15/12/2025 Intelligence artificielle | Présidence
Des parlementaires, des décideurs politiques, des experts, des professionnels de l'IA, des universitaires et des représentants d'ONG se sont réunis à Londres à l'occasion d'une grande conférence sur l'intelligence artificielle et ont appelé les parlements à jouer un rôle plus important dans l'élaboration, l'application et la réglementation de l'IA afin de garantir sa conformité avec les valeurs démocratiques et les droits humains.

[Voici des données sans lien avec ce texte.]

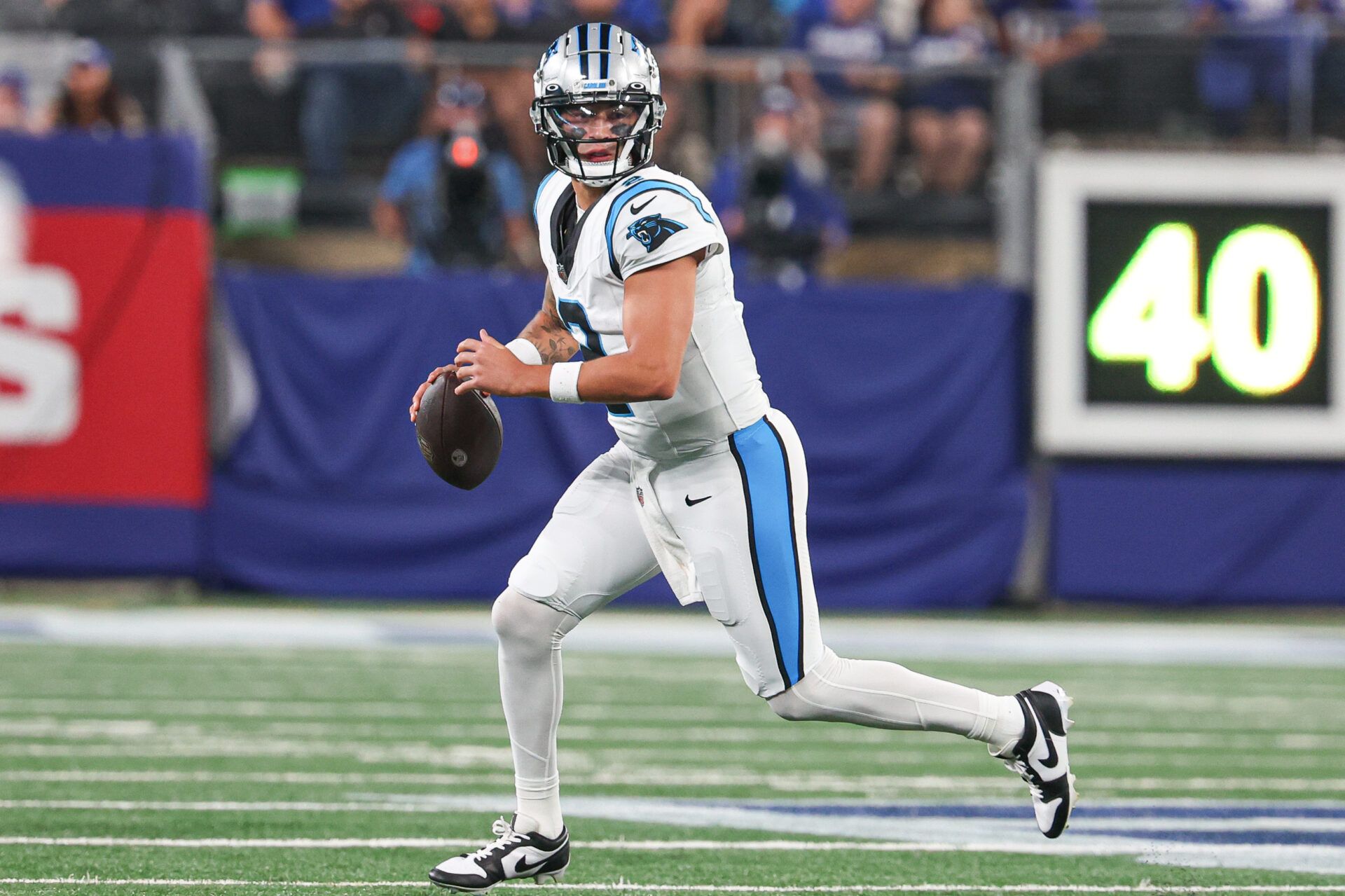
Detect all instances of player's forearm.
[580,351,682,405]
[518,308,580,364]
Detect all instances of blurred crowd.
[8,0,1345,279]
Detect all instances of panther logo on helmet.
[529,22,667,187]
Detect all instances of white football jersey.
[534,165,771,459]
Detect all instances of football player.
[411,23,1076,893]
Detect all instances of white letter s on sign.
[0,266,79,446]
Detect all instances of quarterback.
[411,23,1076,893]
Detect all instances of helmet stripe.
[597,23,612,81]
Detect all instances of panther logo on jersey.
[626,214,686,251]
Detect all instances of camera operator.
[374,81,531,273]
[709,85,849,287]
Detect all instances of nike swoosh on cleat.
[513,855,554,874]
[1033,728,1060,771]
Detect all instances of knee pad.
[765,678,814,721]
[491,588,566,650]
[509,551,561,604]
[766,645,839,721]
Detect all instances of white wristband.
[504,339,542,367]
[551,361,584,405]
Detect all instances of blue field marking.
[1083,827,1345,846]
[758,803,1345,820]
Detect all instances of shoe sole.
[429,865,570,895]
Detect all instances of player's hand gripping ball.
[413,370,504,488]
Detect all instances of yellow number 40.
[1088,223,1320,396]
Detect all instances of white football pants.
[494,411,1022,834]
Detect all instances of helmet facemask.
[531,92,663,187]
[529,22,665,187]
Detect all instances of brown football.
[415,373,504,488]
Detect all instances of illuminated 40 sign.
[1034,151,1345,459]
[1087,202,1329,405]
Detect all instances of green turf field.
[0,621,1345,896]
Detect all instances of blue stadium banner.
[206,270,1026,611]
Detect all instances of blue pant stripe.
[729,418,803,687]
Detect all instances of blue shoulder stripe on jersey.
[597,22,612,81]
[607,180,715,280]
[532,170,560,226]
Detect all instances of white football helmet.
[529,22,667,187]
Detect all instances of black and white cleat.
[995,681,1079,838]
[429,818,570,893]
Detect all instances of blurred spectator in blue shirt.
[374,81,532,273]
[1187,0,1318,137]
[708,85,849,285]
[909,0,991,195]
[0,69,34,133]
[668,0,803,48]
[791,0,899,191]
[43,41,145,133]
[986,0,1108,130]
[247,0,425,180]
[988,0,1105,69]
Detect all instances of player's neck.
[570,177,611,214]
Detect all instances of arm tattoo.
[519,282,580,364]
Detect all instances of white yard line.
[0,818,1345,855]
[0,605,1345,668]
[8,767,1345,794]
[0,877,1345,896]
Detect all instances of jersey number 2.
[556,298,635,417]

Le Président de l'APCE, Theodoros Rousopoulos, a ouvert la conférence en exhortant les parlements européens à assumer leur responsabilité démocratique en matière de supervision de l'IA, soulignant que « la technologie devait être au service de la représentation, et non la remplacer ».
Citant le mythe de Prométhée, le Président a fait remarquer que le feu était une source de pouvoir, et que le pouvoir exigeait toujours du discernement : « L'intelligence artificielle est le pouvoir de notre époque. Non pas parce qu'elle est impressionnante sur le plan technologique, mais parce qu'elle touche la vie publique en profondeur : la manière dont nous nous informons, dont nous persuadons, dont nous faisons confiance ». Le plus grand danger, a-t-il souligné, est « la transformation progressive des êtres humains en décideurs prévisibles, manipulables et, en fin de compte, remplaçables. Une perte d'autonomie. Une perte de jugement. Et, en fin de compte, une perte de sens ».
L'IA peut optimiser les objectifs, a souligné le Président, mais elle ne peut pas savoir pourquoi ces objectifs ont de la valeur. Contrairement à Prométhée, enchaîné à un rocher, l'humanité a toujours la capacité et le devoir de choisir, a-t-il fait remarquer : « Si nous préservons la dignité humaine, si nous gardons la responsabilité politique entre les mains des hommes, si nous utilisons la technologie pour renforcer la démocratie plutôt que pour la remplacer, alors l'intelligence artificielle ne déterminera pas notre avenir. C'est nous qui le ferons ».
Le Secrétaire Général adjoint du Conseil de l'Europe, Bjørn Berge, a quant à lui souligné dans son discours d'ouverture à quel point l'intelligence artificielle avait déjà changé la base sur laquelle les citoyens ordinaires de nos démocraties se forgent une opinion. « Elle a transformé la manière dont nos représentants parlementaires communiquent avec le public », a-t-il noté, et amplifié les possibilités de manipulation et d'ingérence étrangères dans l'information : « Dans certains cas, ils l'utilisent pour porter atteinte au cœur même de la démocratie en sapant des élections libres et équitables ».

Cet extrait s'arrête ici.